En ese contexto, los hobbies también quedaron atrapados en la lógica del rendimiento. Actividades históricamente asociadas al disfrute hoy se evalúan según su utilidad. La productividad transforma la cerámica en emprendimiento, la lectura en desafío anual y el descanso en una herramienta para rendir mejor después. Lo que no se puede medir, parece no contar.
Esta mirada no es nueva. Investigaciones históricas señalan que, con la industrialización, el tiempo empezó a concebirse como un recurso finito. Desde entonces, la productividad dejó de ser una ayuda para organizar tareas y pasó a definir la forma en que se valora cada minuto de la jornada.

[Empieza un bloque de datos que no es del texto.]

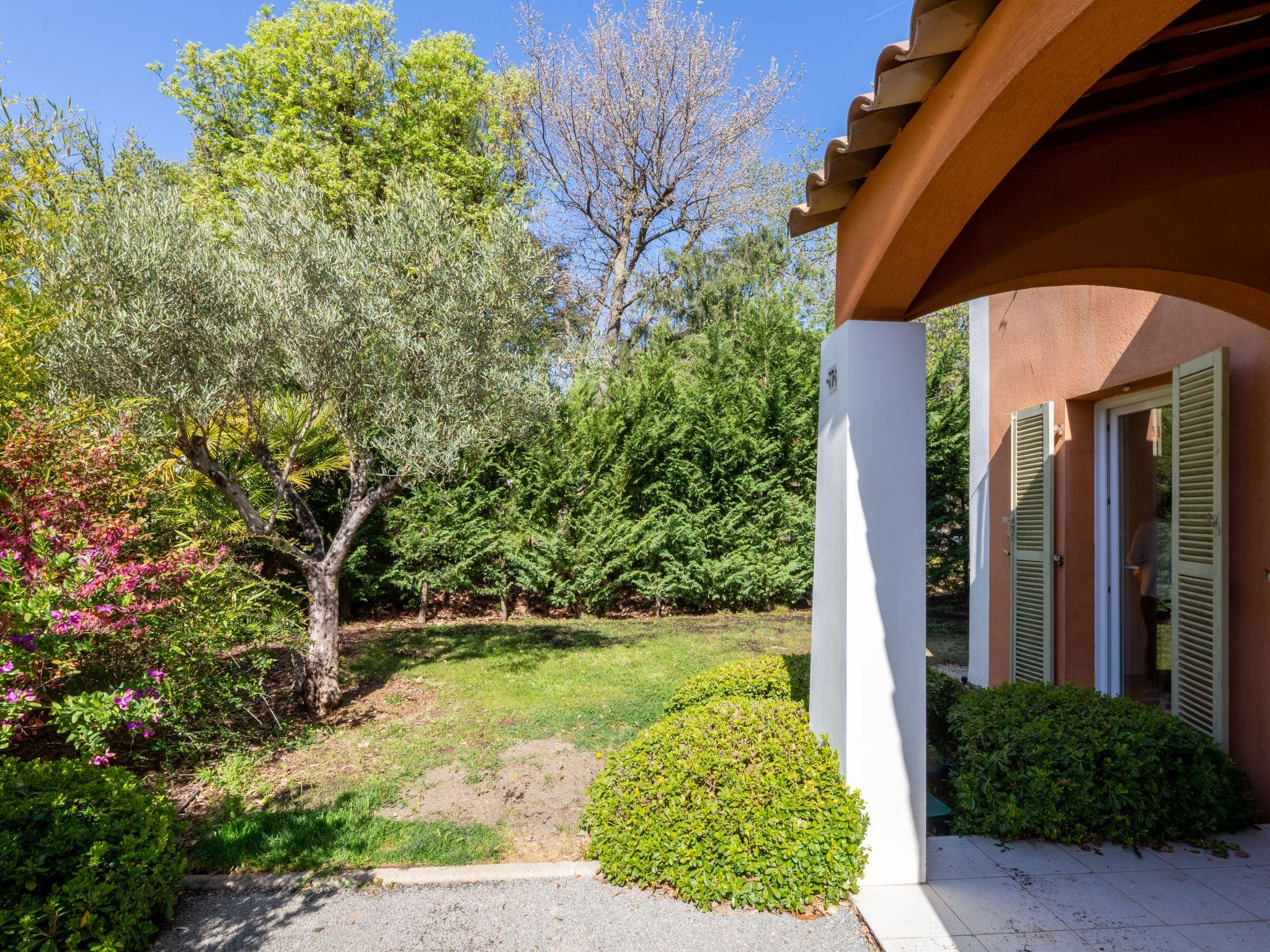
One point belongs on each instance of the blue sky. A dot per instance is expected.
(95, 51)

Generaciones cansadas de correr sin llegar
Las diferencias generacionales revelan matices, pero no un quiebre total. Mientras los baby boomers y la generación X crecieron creyendo que la productividad garantizaba progreso, estabilidad y sentido, los millennials quedaron atrapados entre esa promesa y una realidad económica más incierta. Aun así, muchos siguieron apostando al esfuerzo como camino.
La generación Z, en cambio, muestra un mayor descreimiento. Para ellos, la productividad aparece más ligada a la supervivencia que a la realización personal. El trabajo ya no define identidad ni asegura bienestar. De allí que el sueño no sea “trabajar de lo que amas”, sino simplemente no vivir agotado por sistemas que no devuelven lo prometido.
Las redes sociales y la tecnología profundizaron este escenario. La exigencia de crear, optimizar y estar siempre activo eleva la vara de la productividad, incluso cuando se incorporan herramientas como la inteligencia artificial. Lejos de liberar tiempo, muchas veces multiplican tareas y refuerzan la sensación de no llegar nunca.
En este marco, revisar el vínculo con la productividad se vuelve urgente. No para negarla, sino para devolverle su lugar original: una herramienta y no un credo. Descansar sin culpa, disfrutar sin medir y aceptar los límites humanos puede ser, paradójicamente, el gesto más saludable frente a una carrera que no tiene línea de llegada.